Crate css_lexer

Source
Expand description

An implementation of the CSS Syntax Level 3 tokenization algorithm. It is intended as a low-level building block for buidling parsers for CSS or CSS-alike languages (for example SASS).

This crate provides the Lexer struct, which borrows &str and can incrementally produce Tokens. The encoding of the &str is assumed to be utf-8.

The Lexer may be configured with additional Features to allow for lexing tokens in ways which diverge from the CSS specification (such as tokenizing comments using //). With no additional features this lexer is fully spec compliant.

Tokens are untyped (there are no super-classes like Ident); but they have a Kind which can be used to determine their type. Tokens do not store the underlying character data, nor do they store their offsets. They just provide “facts” about the underlying data. In order to re-build a string, each Token will need to be wrapped in a Cursor and consult the original &str to get the character data. This design allows Tokens live in the stack, avoiding heap allocation as they are always size_of 8. Likewise Cursors are always a size_of 12.

§Limitations

The Lexer has limitations around document sizes and token sizes, in order to keep Token, SourceOffset and Cursor small. It’s very unlikely the average document will run into these limitations, but they’re listed here for completeness:

  • Documents are limited to ~4gb in size. SourceOffset is a u32 so cannot represent larger offsets. Attempting to lex larger documents is considrered undefined behaviour.

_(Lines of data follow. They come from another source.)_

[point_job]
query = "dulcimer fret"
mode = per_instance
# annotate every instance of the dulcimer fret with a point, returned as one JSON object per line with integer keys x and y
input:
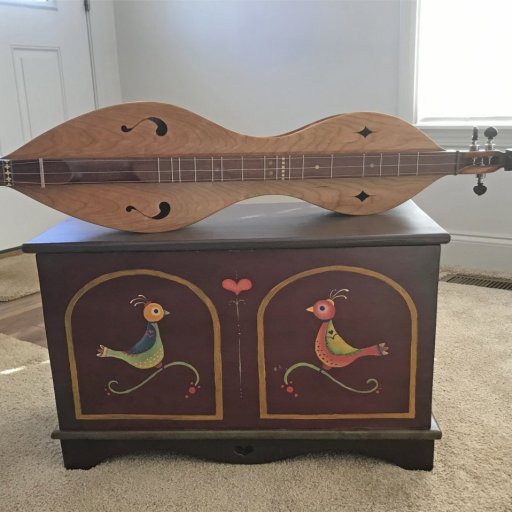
{"x": 222, "y": 168}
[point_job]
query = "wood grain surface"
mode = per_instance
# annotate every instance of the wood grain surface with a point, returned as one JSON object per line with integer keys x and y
{"x": 99, "y": 134}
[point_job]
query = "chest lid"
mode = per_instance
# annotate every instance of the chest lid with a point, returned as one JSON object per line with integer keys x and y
{"x": 254, "y": 226}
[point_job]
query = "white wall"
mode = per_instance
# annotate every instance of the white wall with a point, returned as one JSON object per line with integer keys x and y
{"x": 268, "y": 67}
{"x": 66, "y": 29}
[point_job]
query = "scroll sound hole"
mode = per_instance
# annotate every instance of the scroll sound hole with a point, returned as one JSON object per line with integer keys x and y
{"x": 164, "y": 210}
{"x": 161, "y": 127}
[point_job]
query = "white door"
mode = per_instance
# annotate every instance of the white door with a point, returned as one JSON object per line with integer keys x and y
{"x": 45, "y": 78}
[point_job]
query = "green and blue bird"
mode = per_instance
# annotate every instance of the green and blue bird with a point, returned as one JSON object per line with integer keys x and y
{"x": 148, "y": 352}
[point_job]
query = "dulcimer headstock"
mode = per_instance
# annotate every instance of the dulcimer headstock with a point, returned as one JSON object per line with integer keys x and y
{"x": 482, "y": 161}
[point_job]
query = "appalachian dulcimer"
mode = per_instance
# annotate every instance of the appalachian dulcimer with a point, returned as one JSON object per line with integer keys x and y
{"x": 150, "y": 167}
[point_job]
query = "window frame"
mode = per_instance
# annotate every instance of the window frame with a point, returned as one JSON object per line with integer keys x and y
{"x": 37, "y": 4}
{"x": 449, "y": 132}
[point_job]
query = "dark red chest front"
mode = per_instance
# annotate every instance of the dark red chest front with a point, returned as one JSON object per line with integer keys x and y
{"x": 239, "y": 348}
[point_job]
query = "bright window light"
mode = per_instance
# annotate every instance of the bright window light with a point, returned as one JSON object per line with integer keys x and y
{"x": 463, "y": 62}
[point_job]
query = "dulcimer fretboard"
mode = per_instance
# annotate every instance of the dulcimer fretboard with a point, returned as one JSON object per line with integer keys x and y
{"x": 186, "y": 169}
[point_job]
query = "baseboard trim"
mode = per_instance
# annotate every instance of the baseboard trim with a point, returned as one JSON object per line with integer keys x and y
{"x": 479, "y": 253}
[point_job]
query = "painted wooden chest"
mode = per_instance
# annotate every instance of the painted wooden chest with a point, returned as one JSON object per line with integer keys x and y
{"x": 261, "y": 332}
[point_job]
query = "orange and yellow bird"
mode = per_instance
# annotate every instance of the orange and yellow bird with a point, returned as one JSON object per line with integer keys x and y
{"x": 148, "y": 352}
{"x": 330, "y": 347}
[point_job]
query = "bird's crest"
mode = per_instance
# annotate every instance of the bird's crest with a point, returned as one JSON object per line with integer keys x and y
{"x": 336, "y": 294}
{"x": 140, "y": 299}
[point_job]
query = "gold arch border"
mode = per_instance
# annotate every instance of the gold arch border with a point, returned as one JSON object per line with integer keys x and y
{"x": 216, "y": 349}
{"x": 411, "y": 413}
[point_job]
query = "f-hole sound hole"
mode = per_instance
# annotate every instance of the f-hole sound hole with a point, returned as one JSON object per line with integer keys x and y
{"x": 164, "y": 210}
{"x": 243, "y": 451}
{"x": 161, "y": 127}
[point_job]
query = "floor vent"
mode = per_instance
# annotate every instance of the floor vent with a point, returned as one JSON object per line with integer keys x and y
{"x": 484, "y": 281}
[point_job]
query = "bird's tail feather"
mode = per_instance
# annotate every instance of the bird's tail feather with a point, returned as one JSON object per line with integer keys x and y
{"x": 108, "y": 352}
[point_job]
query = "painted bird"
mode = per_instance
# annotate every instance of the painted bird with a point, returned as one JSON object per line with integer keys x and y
{"x": 330, "y": 347}
{"x": 148, "y": 352}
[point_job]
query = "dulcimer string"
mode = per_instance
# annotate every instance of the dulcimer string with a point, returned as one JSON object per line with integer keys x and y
{"x": 271, "y": 168}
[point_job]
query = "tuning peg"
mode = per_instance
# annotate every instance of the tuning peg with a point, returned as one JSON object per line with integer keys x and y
{"x": 474, "y": 141}
{"x": 479, "y": 189}
{"x": 490, "y": 133}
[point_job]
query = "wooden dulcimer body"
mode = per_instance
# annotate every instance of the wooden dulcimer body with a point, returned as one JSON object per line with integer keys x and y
{"x": 150, "y": 167}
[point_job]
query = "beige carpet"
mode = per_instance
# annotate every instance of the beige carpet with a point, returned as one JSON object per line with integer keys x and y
{"x": 18, "y": 276}
{"x": 473, "y": 467}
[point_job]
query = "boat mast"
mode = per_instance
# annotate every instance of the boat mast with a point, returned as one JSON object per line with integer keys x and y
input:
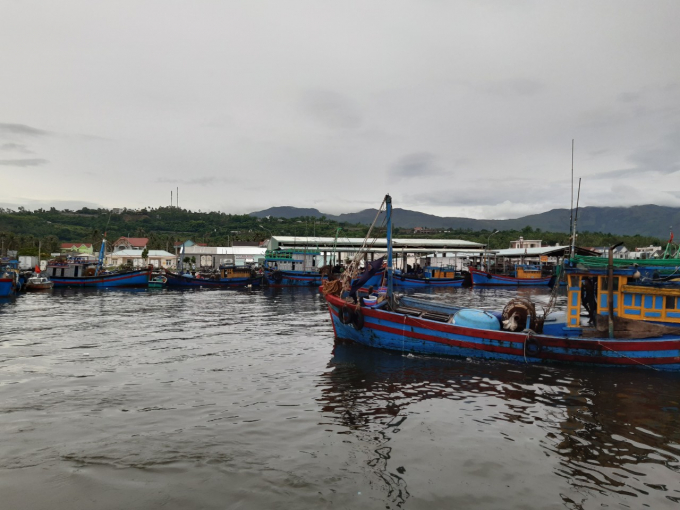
{"x": 571, "y": 214}
{"x": 100, "y": 261}
{"x": 388, "y": 208}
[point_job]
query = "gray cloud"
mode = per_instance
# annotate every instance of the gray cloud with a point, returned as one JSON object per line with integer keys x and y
{"x": 21, "y": 130}
{"x": 197, "y": 181}
{"x": 663, "y": 160}
{"x": 23, "y": 162}
{"x": 331, "y": 109}
{"x": 509, "y": 88}
{"x": 415, "y": 165}
{"x": 16, "y": 147}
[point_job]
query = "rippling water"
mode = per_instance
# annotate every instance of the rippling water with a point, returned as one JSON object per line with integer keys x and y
{"x": 229, "y": 399}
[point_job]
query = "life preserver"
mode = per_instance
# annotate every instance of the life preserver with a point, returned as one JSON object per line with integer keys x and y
{"x": 346, "y": 315}
{"x": 358, "y": 320}
{"x": 532, "y": 347}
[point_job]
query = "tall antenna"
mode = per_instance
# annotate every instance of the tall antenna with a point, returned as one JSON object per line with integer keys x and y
{"x": 571, "y": 214}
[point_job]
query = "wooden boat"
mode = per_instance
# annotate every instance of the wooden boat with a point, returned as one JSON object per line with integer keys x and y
{"x": 292, "y": 267}
{"x": 38, "y": 283}
{"x": 157, "y": 282}
{"x": 431, "y": 277}
{"x": 88, "y": 272}
{"x": 524, "y": 275}
{"x": 10, "y": 282}
{"x": 519, "y": 333}
{"x": 228, "y": 277}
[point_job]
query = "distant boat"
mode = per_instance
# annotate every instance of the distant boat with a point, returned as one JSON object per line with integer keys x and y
{"x": 10, "y": 281}
{"x": 292, "y": 268}
{"x": 431, "y": 277}
{"x": 37, "y": 283}
{"x": 157, "y": 282}
{"x": 87, "y": 272}
{"x": 633, "y": 325}
{"x": 229, "y": 276}
{"x": 523, "y": 275}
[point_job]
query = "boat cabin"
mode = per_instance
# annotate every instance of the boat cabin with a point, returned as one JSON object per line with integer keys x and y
{"x": 631, "y": 299}
{"x": 72, "y": 267}
{"x": 528, "y": 271}
{"x": 291, "y": 260}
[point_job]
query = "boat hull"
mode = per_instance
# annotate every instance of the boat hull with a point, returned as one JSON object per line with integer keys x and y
{"x": 7, "y": 287}
{"x": 177, "y": 280}
{"x": 281, "y": 278}
{"x": 131, "y": 279}
{"x": 482, "y": 278}
{"x": 407, "y": 281}
{"x": 416, "y": 335}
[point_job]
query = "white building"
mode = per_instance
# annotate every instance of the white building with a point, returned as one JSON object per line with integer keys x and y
{"x": 157, "y": 258}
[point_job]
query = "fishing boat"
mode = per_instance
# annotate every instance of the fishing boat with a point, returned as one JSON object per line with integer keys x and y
{"x": 38, "y": 283}
{"x": 523, "y": 275}
{"x": 292, "y": 267}
{"x": 229, "y": 276}
{"x": 88, "y": 272}
{"x": 10, "y": 281}
{"x": 157, "y": 282}
{"x": 632, "y": 325}
{"x": 430, "y": 277}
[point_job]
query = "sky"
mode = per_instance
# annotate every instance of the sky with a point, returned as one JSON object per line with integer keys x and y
{"x": 455, "y": 108}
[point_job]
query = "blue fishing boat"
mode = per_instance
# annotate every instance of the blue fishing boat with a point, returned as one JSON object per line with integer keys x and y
{"x": 228, "y": 277}
{"x": 88, "y": 272}
{"x": 430, "y": 277}
{"x": 292, "y": 267}
{"x": 523, "y": 275}
{"x": 10, "y": 279}
{"x": 630, "y": 325}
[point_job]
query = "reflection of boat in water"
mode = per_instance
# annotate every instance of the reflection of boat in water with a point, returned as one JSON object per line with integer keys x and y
{"x": 579, "y": 431}
{"x": 620, "y": 336}
{"x": 38, "y": 283}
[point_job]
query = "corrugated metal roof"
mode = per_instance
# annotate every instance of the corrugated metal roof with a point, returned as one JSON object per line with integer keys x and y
{"x": 138, "y": 253}
{"x": 327, "y": 243}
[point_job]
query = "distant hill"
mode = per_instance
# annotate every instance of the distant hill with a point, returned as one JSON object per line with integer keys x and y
{"x": 649, "y": 220}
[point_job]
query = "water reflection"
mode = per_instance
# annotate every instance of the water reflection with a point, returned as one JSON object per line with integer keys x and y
{"x": 608, "y": 434}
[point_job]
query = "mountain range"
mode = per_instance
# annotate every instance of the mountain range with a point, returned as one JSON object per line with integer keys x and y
{"x": 647, "y": 220}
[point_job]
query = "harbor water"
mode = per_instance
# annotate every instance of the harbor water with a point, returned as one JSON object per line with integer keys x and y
{"x": 208, "y": 399}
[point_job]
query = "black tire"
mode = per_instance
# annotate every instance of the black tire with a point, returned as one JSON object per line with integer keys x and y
{"x": 346, "y": 315}
{"x": 532, "y": 347}
{"x": 358, "y": 320}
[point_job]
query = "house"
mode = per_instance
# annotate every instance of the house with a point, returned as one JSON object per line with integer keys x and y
{"x": 133, "y": 257}
{"x": 620, "y": 252}
{"x": 130, "y": 243}
{"x": 522, "y": 243}
{"x": 647, "y": 252}
{"x": 77, "y": 247}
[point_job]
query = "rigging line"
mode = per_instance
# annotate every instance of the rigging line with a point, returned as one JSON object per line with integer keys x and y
{"x": 627, "y": 357}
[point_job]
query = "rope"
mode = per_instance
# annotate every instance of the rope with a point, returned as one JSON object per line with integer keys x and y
{"x": 627, "y": 357}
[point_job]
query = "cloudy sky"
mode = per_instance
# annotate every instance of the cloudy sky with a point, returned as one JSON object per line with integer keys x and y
{"x": 456, "y": 108}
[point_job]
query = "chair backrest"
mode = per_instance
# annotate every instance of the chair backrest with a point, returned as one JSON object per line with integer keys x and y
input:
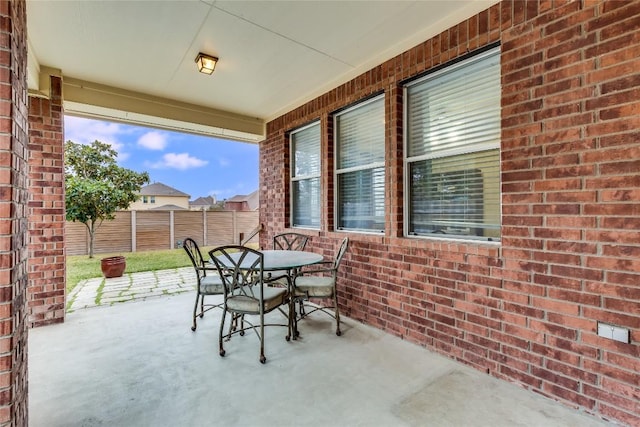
{"x": 341, "y": 252}
{"x": 240, "y": 268}
{"x": 191, "y": 248}
{"x": 290, "y": 241}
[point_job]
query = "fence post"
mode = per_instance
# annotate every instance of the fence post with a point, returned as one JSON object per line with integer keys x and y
{"x": 204, "y": 228}
{"x": 133, "y": 231}
{"x": 234, "y": 226}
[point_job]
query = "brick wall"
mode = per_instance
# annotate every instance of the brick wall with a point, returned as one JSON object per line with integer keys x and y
{"x": 46, "y": 208}
{"x": 13, "y": 215}
{"x": 524, "y": 310}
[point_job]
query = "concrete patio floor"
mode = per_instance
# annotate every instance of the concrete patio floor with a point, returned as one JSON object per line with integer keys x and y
{"x": 139, "y": 364}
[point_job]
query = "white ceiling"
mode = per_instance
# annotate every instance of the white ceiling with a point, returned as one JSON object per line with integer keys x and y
{"x": 274, "y": 55}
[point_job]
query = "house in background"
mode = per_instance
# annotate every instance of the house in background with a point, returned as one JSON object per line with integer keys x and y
{"x": 249, "y": 202}
{"x": 160, "y": 196}
{"x": 203, "y": 203}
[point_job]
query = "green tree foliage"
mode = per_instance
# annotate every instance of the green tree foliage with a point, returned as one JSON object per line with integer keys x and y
{"x": 96, "y": 186}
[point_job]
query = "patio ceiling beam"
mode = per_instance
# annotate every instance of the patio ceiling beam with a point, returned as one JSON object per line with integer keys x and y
{"x": 94, "y": 100}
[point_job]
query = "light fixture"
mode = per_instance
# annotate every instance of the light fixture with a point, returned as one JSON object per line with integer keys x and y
{"x": 206, "y": 63}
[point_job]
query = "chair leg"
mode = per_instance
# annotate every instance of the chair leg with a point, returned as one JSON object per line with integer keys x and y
{"x": 337, "y": 311}
{"x": 263, "y": 359}
{"x": 221, "y": 347}
{"x": 195, "y": 312}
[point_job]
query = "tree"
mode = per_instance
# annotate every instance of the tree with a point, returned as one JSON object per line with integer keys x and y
{"x": 96, "y": 186}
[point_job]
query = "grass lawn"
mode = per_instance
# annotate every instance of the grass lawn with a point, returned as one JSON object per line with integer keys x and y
{"x": 80, "y": 267}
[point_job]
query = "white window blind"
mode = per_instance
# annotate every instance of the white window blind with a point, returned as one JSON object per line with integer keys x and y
{"x": 360, "y": 175}
{"x": 452, "y": 146}
{"x": 305, "y": 176}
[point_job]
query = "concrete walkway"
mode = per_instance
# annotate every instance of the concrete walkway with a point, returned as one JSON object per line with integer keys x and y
{"x": 139, "y": 364}
{"x": 130, "y": 287}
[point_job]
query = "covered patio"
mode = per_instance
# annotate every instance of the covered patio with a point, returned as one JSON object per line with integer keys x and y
{"x": 139, "y": 364}
{"x": 543, "y": 295}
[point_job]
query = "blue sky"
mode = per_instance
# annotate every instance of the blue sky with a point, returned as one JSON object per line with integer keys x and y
{"x": 197, "y": 165}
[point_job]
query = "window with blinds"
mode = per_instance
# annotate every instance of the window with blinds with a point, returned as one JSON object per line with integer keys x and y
{"x": 360, "y": 175}
{"x": 452, "y": 150}
{"x": 305, "y": 176}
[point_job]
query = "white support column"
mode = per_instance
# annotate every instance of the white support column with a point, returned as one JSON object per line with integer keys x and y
{"x": 172, "y": 231}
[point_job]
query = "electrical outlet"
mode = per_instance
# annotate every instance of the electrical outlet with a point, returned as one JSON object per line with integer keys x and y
{"x": 613, "y": 332}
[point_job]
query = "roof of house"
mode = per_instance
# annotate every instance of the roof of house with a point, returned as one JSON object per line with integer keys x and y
{"x": 253, "y": 200}
{"x": 160, "y": 189}
{"x": 203, "y": 201}
{"x": 168, "y": 208}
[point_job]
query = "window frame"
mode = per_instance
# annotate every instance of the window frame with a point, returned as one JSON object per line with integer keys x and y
{"x": 379, "y": 97}
{"x": 408, "y": 161}
{"x": 293, "y": 178}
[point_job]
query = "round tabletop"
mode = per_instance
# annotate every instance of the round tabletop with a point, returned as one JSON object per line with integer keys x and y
{"x": 282, "y": 259}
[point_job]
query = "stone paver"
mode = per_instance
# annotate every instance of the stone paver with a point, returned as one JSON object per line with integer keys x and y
{"x": 131, "y": 287}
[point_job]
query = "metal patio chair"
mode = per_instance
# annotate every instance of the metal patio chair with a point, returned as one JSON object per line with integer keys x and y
{"x": 246, "y": 293}
{"x": 290, "y": 241}
{"x": 308, "y": 286}
{"x": 208, "y": 281}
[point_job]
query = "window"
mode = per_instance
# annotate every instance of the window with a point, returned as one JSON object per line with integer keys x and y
{"x": 452, "y": 150}
{"x": 360, "y": 195}
{"x": 305, "y": 176}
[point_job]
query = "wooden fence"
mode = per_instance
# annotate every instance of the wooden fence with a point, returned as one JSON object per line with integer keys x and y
{"x": 133, "y": 231}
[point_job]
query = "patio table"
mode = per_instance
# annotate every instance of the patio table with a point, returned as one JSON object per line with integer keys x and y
{"x": 289, "y": 261}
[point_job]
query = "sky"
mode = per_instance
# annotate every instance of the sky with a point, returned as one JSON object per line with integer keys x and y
{"x": 197, "y": 165}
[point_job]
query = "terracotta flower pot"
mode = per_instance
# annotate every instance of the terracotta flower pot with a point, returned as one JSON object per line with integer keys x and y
{"x": 113, "y": 266}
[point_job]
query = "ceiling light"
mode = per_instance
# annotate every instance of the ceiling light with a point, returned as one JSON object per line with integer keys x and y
{"x": 206, "y": 63}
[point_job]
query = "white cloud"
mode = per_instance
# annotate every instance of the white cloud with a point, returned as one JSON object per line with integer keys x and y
{"x": 226, "y": 193}
{"x": 181, "y": 161}
{"x": 85, "y": 131}
{"x": 153, "y": 141}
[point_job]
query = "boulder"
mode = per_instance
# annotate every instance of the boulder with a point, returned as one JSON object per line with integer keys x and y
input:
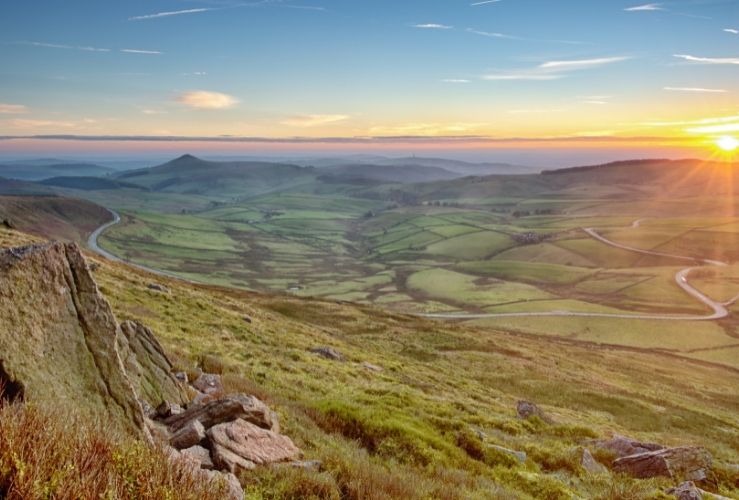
{"x": 590, "y": 464}
{"x": 147, "y": 365}
{"x": 200, "y": 455}
{"x": 226, "y": 460}
{"x": 622, "y": 446}
{"x": 686, "y": 491}
{"x": 58, "y": 337}
{"x": 190, "y": 435}
{"x": 518, "y": 455}
{"x": 328, "y": 353}
{"x": 167, "y": 409}
{"x": 251, "y": 443}
{"x": 526, "y": 409}
{"x": 157, "y": 287}
{"x": 227, "y": 409}
{"x": 210, "y": 384}
{"x": 687, "y": 463}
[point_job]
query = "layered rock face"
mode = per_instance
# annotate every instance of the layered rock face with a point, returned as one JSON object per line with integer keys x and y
{"x": 61, "y": 343}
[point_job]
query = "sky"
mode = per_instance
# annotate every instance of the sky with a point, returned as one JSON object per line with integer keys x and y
{"x": 496, "y": 78}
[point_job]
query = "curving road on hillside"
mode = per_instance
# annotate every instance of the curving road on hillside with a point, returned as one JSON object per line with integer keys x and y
{"x": 681, "y": 279}
{"x": 92, "y": 243}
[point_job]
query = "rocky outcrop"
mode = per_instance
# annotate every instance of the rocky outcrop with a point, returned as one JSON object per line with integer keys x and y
{"x": 228, "y": 409}
{"x": 60, "y": 342}
{"x": 251, "y": 445}
{"x": 688, "y": 463}
{"x": 622, "y": 446}
{"x": 58, "y": 335}
{"x": 148, "y": 367}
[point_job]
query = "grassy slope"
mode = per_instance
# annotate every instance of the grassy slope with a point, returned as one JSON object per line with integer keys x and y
{"x": 53, "y": 217}
{"x": 406, "y": 431}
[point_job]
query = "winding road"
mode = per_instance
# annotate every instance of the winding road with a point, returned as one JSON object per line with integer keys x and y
{"x": 92, "y": 243}
{"x": 681, "y": 279}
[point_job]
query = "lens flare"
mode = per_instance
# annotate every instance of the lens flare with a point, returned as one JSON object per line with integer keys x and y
{"x": 727, "y": 143}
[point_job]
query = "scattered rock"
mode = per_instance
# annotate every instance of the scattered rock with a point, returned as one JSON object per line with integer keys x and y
{"x": 307, "y": 465}
{"x": 225, "y": 459}
{"x": 157, "y": 287}
{"x": 230, "y": 408}
{"x": 590, "y": 464}
{"x": 526, "y": 409}
{"x": 251, "y": 443}
{"x": 167, "y": 409}
{"x": 518, "y": 455}
{"x": 210, "y": 384}
{"x": 687, "y": 463}
{"x": 328, "y": 353}
{"x": 622, "y": 446}
{"x": 147, "y": 365}
{"x": 199, "y": 454}
{"x": 190, "y": 435}
{"x": 686, "y": 491}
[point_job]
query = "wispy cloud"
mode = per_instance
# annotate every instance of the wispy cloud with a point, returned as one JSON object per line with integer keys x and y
{"x": 708, "y": 60}
{"x": 495, "y": 34}
{"x": 32, "y": 124}
{"x": 554, "y": 70}
{"x": 204, "y": 99}
{"x": 158, "y": 15}
{"x": 702, "y": 121}
{"x": 433, "y": 26}
{"x": 13, "y": 109}
{"x": 66, "y": 47}
{"x": 313, "y": 120}
{"x": 695, "y": 89}
{"x": 491, "y": 34}
{"x": 581, "y": 63}
{"x": 645, "y": 7}
{"x": 139, "y": 51}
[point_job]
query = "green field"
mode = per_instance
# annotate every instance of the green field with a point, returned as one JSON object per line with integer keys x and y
{"x": 498, "y": 245}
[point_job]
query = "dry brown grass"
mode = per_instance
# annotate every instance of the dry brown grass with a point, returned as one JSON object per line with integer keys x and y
{"x": 44, "y": 456}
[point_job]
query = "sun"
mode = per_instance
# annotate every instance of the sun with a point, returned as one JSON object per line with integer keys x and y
{"x": 727, "y": 143}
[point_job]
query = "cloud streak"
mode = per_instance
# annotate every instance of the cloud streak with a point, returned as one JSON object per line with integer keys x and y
{"x": 171, "y": 13}
{"x": 695, "y": 89}
{"x": 13, "y": 109}
{"x": 207, "y": 100}
{"x": 647, "y": 7}
{"x": 432, "y": 26}
{"x": 313, "y": 120}
{"x": 708, "y": 60}
{"x": 554, "y": 70}
{"x": 139, "y": 51}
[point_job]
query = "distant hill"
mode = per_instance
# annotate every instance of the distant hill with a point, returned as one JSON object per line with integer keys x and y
{"x": 88, "y": 183}
{"x": 37, "y": 170}
{"x": 387, "y": 173}
{"x": 190, "y": 175}
{"x": 460, "y": 167}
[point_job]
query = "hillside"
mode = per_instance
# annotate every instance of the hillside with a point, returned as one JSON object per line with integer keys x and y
{"x": 53, "y": 217}
{"x": 35, "y": 171}
{"x": 191, "y": 175}
{"x": 390, "y": 413}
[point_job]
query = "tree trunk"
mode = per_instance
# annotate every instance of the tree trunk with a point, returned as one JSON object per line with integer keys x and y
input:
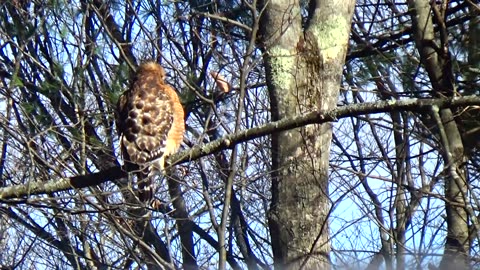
{"x": 303, "y": 67}
{"x": 436, "y": 58}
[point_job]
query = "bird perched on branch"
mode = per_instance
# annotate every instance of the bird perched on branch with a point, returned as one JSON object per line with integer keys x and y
{"x": 150, "y": 123}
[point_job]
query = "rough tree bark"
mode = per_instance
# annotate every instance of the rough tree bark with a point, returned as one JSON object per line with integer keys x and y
{"x": 303, "y": 61}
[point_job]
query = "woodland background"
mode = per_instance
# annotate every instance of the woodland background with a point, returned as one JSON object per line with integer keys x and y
{"x": 373, "y": 165}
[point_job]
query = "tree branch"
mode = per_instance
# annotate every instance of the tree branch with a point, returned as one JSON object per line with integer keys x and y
{"x": 315, "y": 117}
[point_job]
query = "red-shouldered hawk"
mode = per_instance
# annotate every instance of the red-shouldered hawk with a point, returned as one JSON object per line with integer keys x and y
{"x": 150, "y": 124}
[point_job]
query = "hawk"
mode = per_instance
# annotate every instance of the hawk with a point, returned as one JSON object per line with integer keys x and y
{"x": 150, "y": 123}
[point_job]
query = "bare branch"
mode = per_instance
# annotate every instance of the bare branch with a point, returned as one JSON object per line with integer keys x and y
{"x": 229, "y": 141}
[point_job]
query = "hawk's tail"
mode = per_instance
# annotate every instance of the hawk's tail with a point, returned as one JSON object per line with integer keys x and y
{"x": 146, "y": 188}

  • Tokens are limited to ~4gb in length. A Token’s is a u32 so cannot represent larger lengths. If the lexer encounters a token with larger length this is considered undefined behaviour.

  • Number Tokens are limited to 16,777,216 characters in length. For example encountering a number with 17MM 0s is considered undefined behaviour. This is not the same as the number value, which is an f32. (Please note that the CSS spec dictates numbers are f32, CSS does not have larger numbers).

  • Dimension Tokens are limited to 4,096 numeric characters in length and 4,096 ident characters in length. For example encountering a dimension with 4,097 0s is considered undefined behaviour.

§General usage

A parser can be implemented on top of the Lexer by instantiating a Lexer with Lexer::new() or Lexer::new_with_features() if you wish to opt-into non-spec-compliant features. The Lexer needs to be given a &str which it will reference to produce Tokens.

Repeatedly calling Lexer::advance() will move the Lexer’s internal position one Token forward, and return the newly lexed Token, once the end of &str is reached Lexer::advance() will repeatedly return Token::EOF.

§Example

use css_lexer::*;
let mut lexer = Lexer::new("width: 1px");
assert_eq!(lexer.offset(), 0);
{
    let token = lexer.advance();
    assert_eq!(token, Kind::Ident);
    let cursor = token.with_cursor(SourceOffset(0));
    assert_eq!(cursor.str_slice(lexer.source()), "width");
}
{
    let token = lexer.advance();
    assert_eq!(token, Kind::Colon);
    assert_eq!(token, ':');
}
{
    let token = lexer.advance();
    assert_eq!(token, Kind::Whitespace);
}
{
    let token = lexer.advance();
    assert_eq!(token, Kind::Dimension);
    assert_eq!(token.dimension_unit(), DimensionUnit::Px);
}

Structs§

AssociatedWhitespaceRules
A [bitmask][bitmask_enum] representing rules around the whitespace surrounding a Kind::Delim token.
Cursor
Wraps Token with a SourceOffset, allows it to reason about the character data of the source text.
Feature
A set of runtime feature flags which can be enabled individually or in combination, which will change the way individual Lexer produces Tokens.
KindSet
Match a token against one or more Kinds.
Lexer
The Lexer struct - the core of the library - borrows &str and can incrementally produce Tokens.
SourceCursor
Wraps Cursor with a str that represents the underlying character data for this cursor.
SourceOffset
Represents a position in the underlying source.
Span
Represents a range of text within a document, as a Start and End offset.
Token
An abstract representation of the chunk of the source text, retaining certain “facts” about the source.
Whitespace
A [bitmask][bitmask_enum] representing the characters that make up a Kind::Whitespace token.

Enums§

CommentStyle
An enum representing the “Style” the Kind::Comment token represents.
DimensionUnit
Represents a Kind::Dimension’s unit, if it is “known”: defined by the CSS grammar.
Kind
Kind represents the token “Type”, categorised mostly by the token types within the CSS Syntax spec.
PairWise
Represents either the left or right Kind of a PairWise set.
QuoteStyle
An enum representing the “Style” the Kind::String token represents.

Traits§

ToSpan
A trait representing an object that can derive its own Span. This is very similar to From<MyStuct> for Span, however From<MyStruct> for Span requires Sized, meaning it is not dyn compatible.